La produzione di alghe, che costituisce quasi un terzo del volume mondiale dell’acquacoltura, è triplicata negli ultimi 20 anni con un tasso di crescita medio del 7% annuo nell’ultimo decennio. Il valore globale dell’acquacoltura di alghe nel 2019 è stato di circa 11,95 miliardi di euro.
“In questo momento, il settore delle alghe della Nuova Zelanda è agli inizi ed è vincolato dalla regolamentazione e dall’offerta: abbiamo una catena di approvvigionamento di alghe locali sottosviluppata”, afferma Serean Adams, del Cawthron Institute. “Dobbiamo identificare quali caratteristiche uniche hanno le nostre specie autoctone e sviluppare queste specie in prodotti di alto valore. Dobbiamo anche rimuovere le barriere che frenano il settore”.

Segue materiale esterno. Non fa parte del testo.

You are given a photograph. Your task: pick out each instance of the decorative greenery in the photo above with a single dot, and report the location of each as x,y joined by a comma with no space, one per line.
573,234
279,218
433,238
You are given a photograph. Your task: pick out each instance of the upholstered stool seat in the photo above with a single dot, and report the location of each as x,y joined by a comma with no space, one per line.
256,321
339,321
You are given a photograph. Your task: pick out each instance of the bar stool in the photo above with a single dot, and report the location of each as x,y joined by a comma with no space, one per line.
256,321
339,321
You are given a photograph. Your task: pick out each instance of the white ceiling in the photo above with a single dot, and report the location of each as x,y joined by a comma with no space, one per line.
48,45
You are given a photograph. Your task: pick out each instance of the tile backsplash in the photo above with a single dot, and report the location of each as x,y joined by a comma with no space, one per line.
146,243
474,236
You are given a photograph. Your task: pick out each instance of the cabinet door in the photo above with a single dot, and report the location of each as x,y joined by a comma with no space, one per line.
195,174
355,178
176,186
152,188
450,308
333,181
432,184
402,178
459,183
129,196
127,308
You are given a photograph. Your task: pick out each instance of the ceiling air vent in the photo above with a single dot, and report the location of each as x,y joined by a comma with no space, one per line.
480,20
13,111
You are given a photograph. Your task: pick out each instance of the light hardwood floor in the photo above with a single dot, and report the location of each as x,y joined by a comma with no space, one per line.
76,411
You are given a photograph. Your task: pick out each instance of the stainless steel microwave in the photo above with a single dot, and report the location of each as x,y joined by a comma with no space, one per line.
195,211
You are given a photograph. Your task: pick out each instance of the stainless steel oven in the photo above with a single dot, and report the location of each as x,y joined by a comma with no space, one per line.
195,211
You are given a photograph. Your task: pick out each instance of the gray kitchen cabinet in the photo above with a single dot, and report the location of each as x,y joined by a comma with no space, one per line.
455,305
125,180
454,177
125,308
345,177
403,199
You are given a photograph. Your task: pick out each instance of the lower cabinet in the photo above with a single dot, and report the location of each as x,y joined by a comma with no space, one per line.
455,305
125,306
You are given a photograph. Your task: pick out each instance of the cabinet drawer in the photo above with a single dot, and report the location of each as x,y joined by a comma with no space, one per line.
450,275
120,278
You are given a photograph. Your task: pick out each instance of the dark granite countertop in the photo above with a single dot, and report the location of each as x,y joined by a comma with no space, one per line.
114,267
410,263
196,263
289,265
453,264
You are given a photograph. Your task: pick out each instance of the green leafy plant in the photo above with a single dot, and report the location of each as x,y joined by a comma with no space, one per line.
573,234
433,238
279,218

Per sostenere lo sviluppo di questo nuovo settore la Sustainable Seas Challenge sta lavorando con l’industria e altre parti interessate.
Andy Elliot, di Wakatū Incorporation, è uno degli autori del report: “Affinché la Nuova Zelanda abbia un settore dell’acquacoltura di alghe fiorente e sostenibile, dobbiamo adottare un approccio di sistema collettivo. Ciò include una forte leadership e un grande impegno. Ciò può essere ottenuto attraverso la scienza, l’elaborazione e la connessione al mercato, il riconoscimento e il rispetto per coloro che detengono conoscenza tradizionale e valorizzando le nostre risorse uniche”.
Un fiorente settore delle alghe fornirà valore alla Nuova Zelanda e posti di lavoro. Lo sviluppo del settore utilizzando un approccio di “economia blu” porterebbe anche a prodotti e servizi innovativi che migliorano la salute dell’oceano e mitigano i cambiamenti climatici.